Interpreting Range Cuts with Energy Thresholds

Hi,

I am unable to understand Range Cuts fully. For example, in the attached file does it mean that interactions of all the gammas below 419 keV is ignored in lead?

Also, I see that Range_Cut of 2 cm corresponds to energy threshold 419 keV. Is it saying that the range of 419 keV photon is 2 cm in lead? In other words, how these two are related?

Thanks!

Range Cuts (also called Production Cuts) do not affect active tracks. They affect whether or not the EM processes create new secondaries, or whether they take the energy of those secondaries and add it into the “TotalEnergyDeposit” for a step.

No. If you have a track, it will be followed with all of its interactions, all the way until it stops (zero energy).

Approximately. There is a mean interaction length which is energy dependent. You can use that interaction length, and how it changes with energy, to estimate the “range” of a particle in the material, and that’s the relationship you see.

In Geant4, you specify a Production Cut (for gammas, electrons, positrons, and hadrons) in units of length. The code can then use that “universal” value and translate it into an appropriate minimum energy for each material of each volume in your simulation.

That’s a really good explanation.
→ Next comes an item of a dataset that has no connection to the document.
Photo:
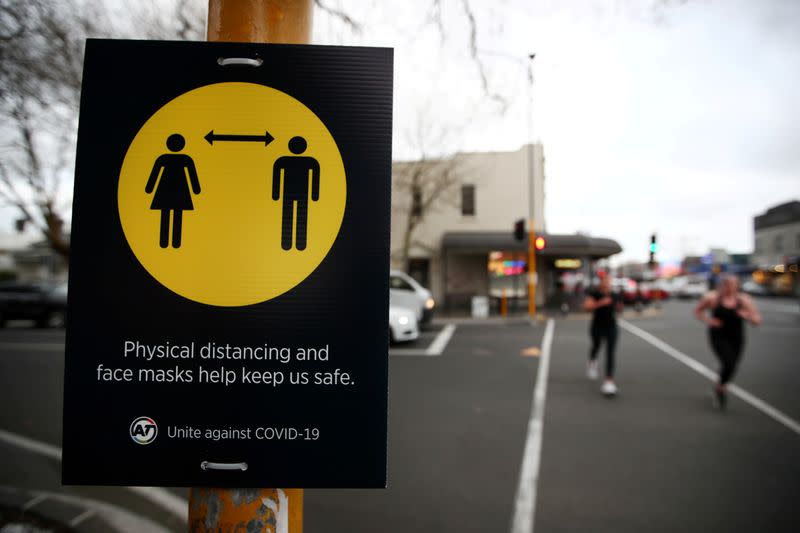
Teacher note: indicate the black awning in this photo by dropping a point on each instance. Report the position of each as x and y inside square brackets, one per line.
[556, 245]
Thank you!

I went ahead for :

Basically, I compared a few range-values for electrons in boron and lead corresponding to energy threshold. I checked if theoretical/predicted range matches with Geant4. They came in agreement, which is awesome! The theoretical predictions were from:

[1] Electron Range Approximation Tool
[2] Turner, “Atoms, Radiation, and Radiation Protection”

Mentioned just in case if someone is curious about this in future.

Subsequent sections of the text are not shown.